Justice is not murder

IF I may I’d like to thank Mr Brown from Warkworth for showing interest and concern and replying to my letter in the first instant in Gazette, February 17.

We did not agree and I was said to be outdated and immoral in asking Sir Alan Beith to debate the capital punishment law because of this “Crossbow Cannibal’s” admission to killing three women.

This person is surprised that Sir Alan Beith replied to such a letter, and I am myself surprised at such a comment when he is our MP.

Let me say to this person that we have neither the time or money to pursue this “pipe dream” with criminal behaviour. We shall always have such people and how many murderers have done their time in prison and on release repeated their crime again?

A judge may give a murderer 10 years in prison and someone’s life now may last for 75 years, so 10 from this figure leaves 65 which I find is not a fair exchange.

We must offer concern and help to those who survive death from such people and my thoughts go to the young lady who lost both legs in the London bombing, yet was determined to walk down the aisle at her wedding.

Courage of this calibre needs all the support possible and I say to our MP and his colleagues, are votes for criminals more important that addressing and dealing properly with those who have killed and behaved badly?

In reply to Mr Brown’s letters of February 24, concerning the “Crossbow Cannibal” having admitted to killing three women, he says murder is murder, no matter what.

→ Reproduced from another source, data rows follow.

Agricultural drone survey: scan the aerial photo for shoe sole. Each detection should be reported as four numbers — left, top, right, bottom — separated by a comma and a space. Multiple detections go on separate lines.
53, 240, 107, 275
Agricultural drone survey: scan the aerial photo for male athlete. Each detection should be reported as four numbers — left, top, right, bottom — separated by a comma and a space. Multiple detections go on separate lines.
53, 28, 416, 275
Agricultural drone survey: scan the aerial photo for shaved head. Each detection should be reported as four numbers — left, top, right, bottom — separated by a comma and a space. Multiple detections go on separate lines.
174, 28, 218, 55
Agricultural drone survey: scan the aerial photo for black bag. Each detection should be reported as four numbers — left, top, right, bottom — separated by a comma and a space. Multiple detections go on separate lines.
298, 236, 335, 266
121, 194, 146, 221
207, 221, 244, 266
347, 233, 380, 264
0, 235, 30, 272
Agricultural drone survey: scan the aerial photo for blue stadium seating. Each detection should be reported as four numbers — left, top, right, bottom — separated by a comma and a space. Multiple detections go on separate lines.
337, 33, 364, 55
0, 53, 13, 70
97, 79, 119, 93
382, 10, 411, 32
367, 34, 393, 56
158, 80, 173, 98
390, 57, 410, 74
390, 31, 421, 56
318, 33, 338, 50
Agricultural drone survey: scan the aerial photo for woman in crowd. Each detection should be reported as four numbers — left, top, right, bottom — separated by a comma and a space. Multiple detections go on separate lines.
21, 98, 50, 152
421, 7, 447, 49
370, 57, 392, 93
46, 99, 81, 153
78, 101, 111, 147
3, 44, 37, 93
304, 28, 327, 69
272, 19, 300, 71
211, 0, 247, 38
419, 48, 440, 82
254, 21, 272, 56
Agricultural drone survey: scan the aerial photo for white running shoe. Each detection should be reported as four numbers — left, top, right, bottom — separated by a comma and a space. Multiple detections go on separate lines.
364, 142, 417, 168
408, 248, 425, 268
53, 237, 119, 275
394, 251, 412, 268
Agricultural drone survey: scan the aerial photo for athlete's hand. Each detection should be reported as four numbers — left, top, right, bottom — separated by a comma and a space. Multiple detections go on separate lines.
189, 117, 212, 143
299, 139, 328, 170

My opinion differs slightly because murder in the first part is a crime committed by someone for whatever reason and taking away someone’s life, which I find absolutely outrageous.

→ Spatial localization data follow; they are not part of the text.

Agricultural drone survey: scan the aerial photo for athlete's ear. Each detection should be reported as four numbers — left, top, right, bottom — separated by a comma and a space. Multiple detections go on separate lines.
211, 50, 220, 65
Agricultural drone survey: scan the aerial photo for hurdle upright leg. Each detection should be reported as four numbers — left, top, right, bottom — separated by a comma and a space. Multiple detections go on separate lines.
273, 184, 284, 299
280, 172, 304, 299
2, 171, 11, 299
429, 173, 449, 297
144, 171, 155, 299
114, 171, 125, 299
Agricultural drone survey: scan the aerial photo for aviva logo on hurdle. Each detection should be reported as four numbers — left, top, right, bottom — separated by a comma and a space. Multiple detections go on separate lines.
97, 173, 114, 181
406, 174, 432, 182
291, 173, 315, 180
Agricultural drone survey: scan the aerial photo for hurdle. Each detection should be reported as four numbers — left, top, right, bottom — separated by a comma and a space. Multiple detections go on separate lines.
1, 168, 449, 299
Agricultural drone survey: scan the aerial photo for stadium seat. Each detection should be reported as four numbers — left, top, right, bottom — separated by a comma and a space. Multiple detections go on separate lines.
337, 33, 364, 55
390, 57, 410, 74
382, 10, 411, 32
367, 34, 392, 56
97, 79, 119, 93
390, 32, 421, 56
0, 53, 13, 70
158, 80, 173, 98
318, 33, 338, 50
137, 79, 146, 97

I find this acceptance of such a crime unbelievable and to say we are no better than the criminal offering punishment similar in life terms is absolute nonsense – the criminal took a life unlawfully and must pay the penalty of such a crime which can not be classified as murder in my opinion.

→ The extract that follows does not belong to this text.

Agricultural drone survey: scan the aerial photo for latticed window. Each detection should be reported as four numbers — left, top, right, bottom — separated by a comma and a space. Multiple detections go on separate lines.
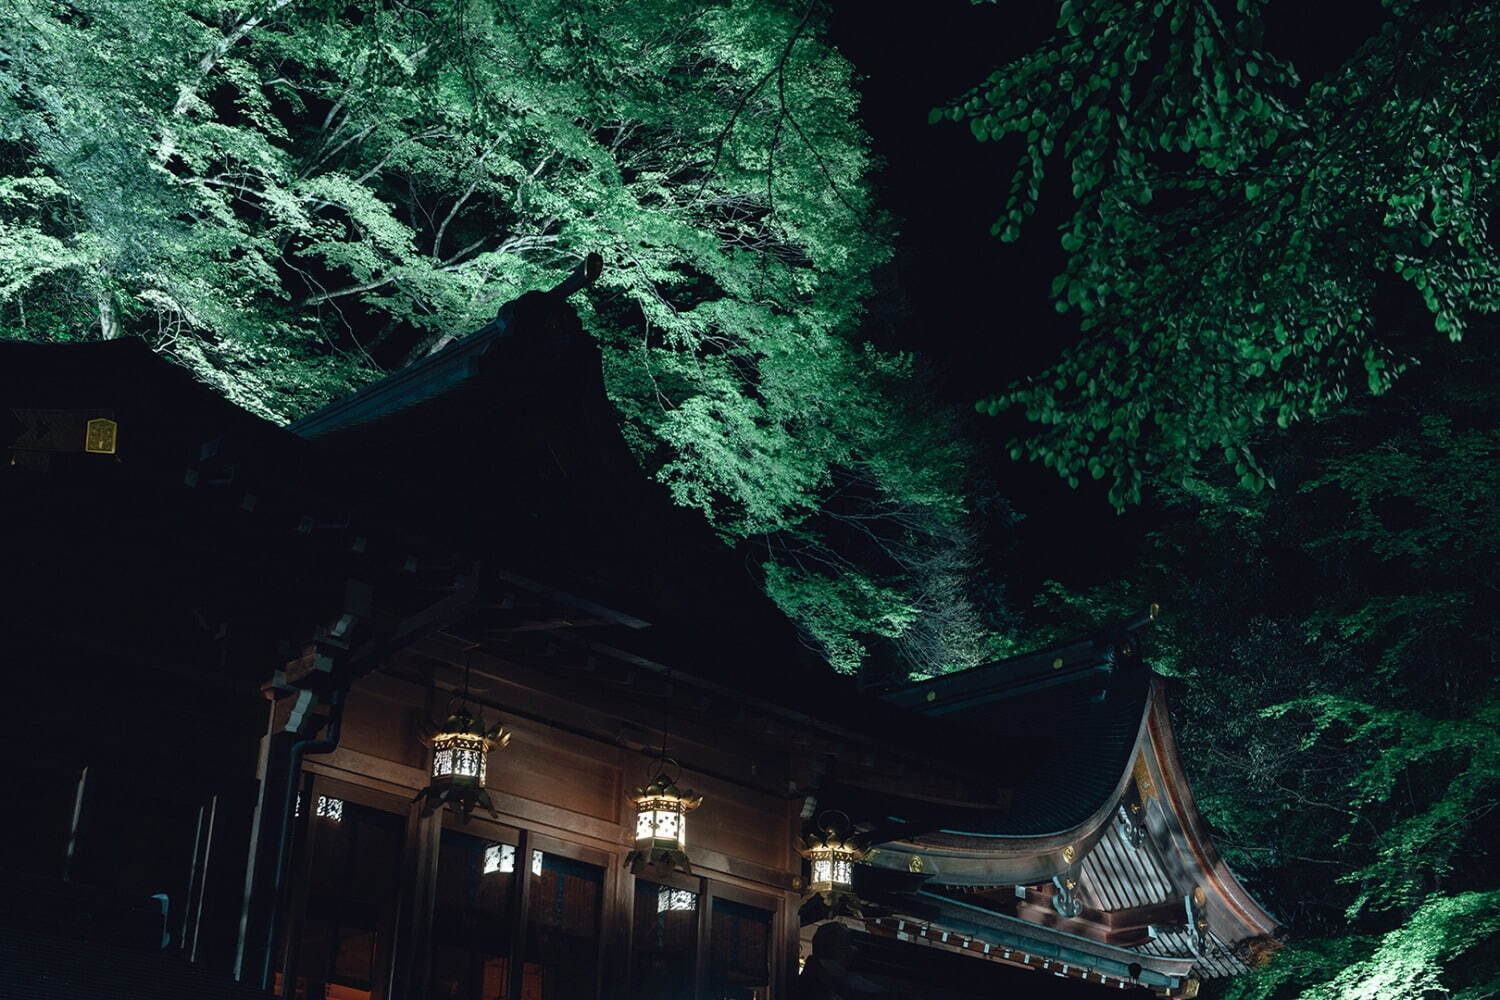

Mr Brown should be aware that to visit records of archive material of crime he would find that there are people who were given a prison term for murder and completed it, only on release to commit a similar crime.

This lottery of crime puts the lawful person at a total disadvantage, the criminal knows time is all they shall lose and if they are prepared to do the time it says someone’s life is to be taken and we call this murder (no matter what).

Let me end my letter and thank Mr Brown for interest in my letter and to say I don’t favour capital punishment unless as in this case it is without risk and may I also say I carried a gas mask to my school and albeit blackout was with us all we could live much freer than today without the “bleeding hearts” society.